Thursday’s profit-taking — SanDisk -3.5%, Micron -4%, Seagate -2.5% — lasted exactly one session. Friday: SanDisk +16.4%, Micron +11%, Seagate to $782.64 (+2.11%), Western Digital +3%. The memory and storage complex is the second most powerful trade of the AI era after Nvidia — and on this Friday, storage outperformed compute decisively. SanDisk is up 493% year-to-date. Seagate has gained 677% over twelve months. Micron +151% year-to-date. Western Digital +176% year-to-date. In April alone, SanDisk rocketed 81%, dwarfing Nvidia’s 1.8%. The market no longer treats storage as cyclical hardware. It treats the three companies as infrastructure utilities for the AI economy.

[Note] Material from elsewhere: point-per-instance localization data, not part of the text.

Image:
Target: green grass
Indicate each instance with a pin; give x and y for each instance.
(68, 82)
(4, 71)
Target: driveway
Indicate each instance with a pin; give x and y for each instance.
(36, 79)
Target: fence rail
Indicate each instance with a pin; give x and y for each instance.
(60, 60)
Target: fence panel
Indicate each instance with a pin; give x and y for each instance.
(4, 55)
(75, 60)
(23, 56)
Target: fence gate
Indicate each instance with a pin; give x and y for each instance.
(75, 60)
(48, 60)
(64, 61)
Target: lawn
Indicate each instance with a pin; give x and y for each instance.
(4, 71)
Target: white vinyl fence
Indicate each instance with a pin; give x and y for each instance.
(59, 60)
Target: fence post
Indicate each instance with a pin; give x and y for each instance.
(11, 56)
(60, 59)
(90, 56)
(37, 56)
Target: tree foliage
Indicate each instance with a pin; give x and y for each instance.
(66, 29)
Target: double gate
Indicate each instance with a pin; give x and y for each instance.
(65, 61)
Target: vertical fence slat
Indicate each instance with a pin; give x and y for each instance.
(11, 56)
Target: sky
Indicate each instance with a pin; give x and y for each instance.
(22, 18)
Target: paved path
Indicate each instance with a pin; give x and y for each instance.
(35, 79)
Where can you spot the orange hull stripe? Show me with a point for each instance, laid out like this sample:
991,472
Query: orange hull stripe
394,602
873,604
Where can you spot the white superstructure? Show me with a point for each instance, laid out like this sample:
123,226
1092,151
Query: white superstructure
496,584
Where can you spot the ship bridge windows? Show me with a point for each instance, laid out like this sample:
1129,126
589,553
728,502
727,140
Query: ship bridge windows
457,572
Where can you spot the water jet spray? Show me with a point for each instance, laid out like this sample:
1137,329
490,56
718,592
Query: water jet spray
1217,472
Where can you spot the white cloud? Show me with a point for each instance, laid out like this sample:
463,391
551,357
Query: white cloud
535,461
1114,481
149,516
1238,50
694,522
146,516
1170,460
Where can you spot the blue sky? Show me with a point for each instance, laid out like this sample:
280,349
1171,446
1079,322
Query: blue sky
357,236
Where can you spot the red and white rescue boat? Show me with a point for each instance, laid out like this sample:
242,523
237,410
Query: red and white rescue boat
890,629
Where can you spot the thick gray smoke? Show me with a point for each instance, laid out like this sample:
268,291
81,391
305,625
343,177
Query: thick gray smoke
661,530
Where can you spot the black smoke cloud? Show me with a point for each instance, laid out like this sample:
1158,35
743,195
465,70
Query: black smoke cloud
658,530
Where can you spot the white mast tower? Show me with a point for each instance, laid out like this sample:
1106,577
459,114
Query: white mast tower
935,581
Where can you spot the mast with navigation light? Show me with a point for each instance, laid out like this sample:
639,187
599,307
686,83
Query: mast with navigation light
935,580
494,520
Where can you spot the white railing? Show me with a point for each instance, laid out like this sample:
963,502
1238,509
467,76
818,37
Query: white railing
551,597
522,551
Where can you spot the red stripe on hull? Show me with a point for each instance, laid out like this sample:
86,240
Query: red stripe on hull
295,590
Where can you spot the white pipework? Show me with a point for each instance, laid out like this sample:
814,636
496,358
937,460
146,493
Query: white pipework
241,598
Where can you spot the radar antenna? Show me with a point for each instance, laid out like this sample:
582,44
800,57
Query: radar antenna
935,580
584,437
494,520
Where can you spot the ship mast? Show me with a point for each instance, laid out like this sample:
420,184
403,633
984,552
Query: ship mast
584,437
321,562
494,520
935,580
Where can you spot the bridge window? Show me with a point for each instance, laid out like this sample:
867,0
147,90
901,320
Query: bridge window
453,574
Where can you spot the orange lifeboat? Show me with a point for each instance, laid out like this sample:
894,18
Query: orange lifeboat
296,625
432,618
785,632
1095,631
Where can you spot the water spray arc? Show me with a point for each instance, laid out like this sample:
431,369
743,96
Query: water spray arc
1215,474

The three companies occupy distinct but complementary roles in the AI storage stack. SanDisk (NAND flash) serves the high-speed, close-to-compute layer — retrieval-augmented generation (RAG), vector databases, agent memory, and inference caches all require NAND that is fast enough and dense enough for continuous lookups. SanDisk’s Q3 FY2026 revenue reached $5.95 billion, up 251% year-on-year, with data center revenue hitting $1.47 billion. Mizuho raised its price target to $1,625 from $1,220. Seagate (hard disk drives using HAMR technology) serves the high-capacity, cost-efficient layer — AI training data, large model weights, and unstructured data that SSDs (solid-state drives) cannot store economically at petabyte scale. Seagate’s Mozaic HAMR technology enables mass production of 30TB+ drives, the reason hyperscalers are locking in multi-year supply contracts. Management confirmed nearline HDD capacity is nearly fully allocated through calendar 2027. Western Digital CEO Irving Tan: “Virtually every AI workload, from training, inference, agentic AI to physical AI, creates data that is stored persistently and cost-efficiently on HDDs.”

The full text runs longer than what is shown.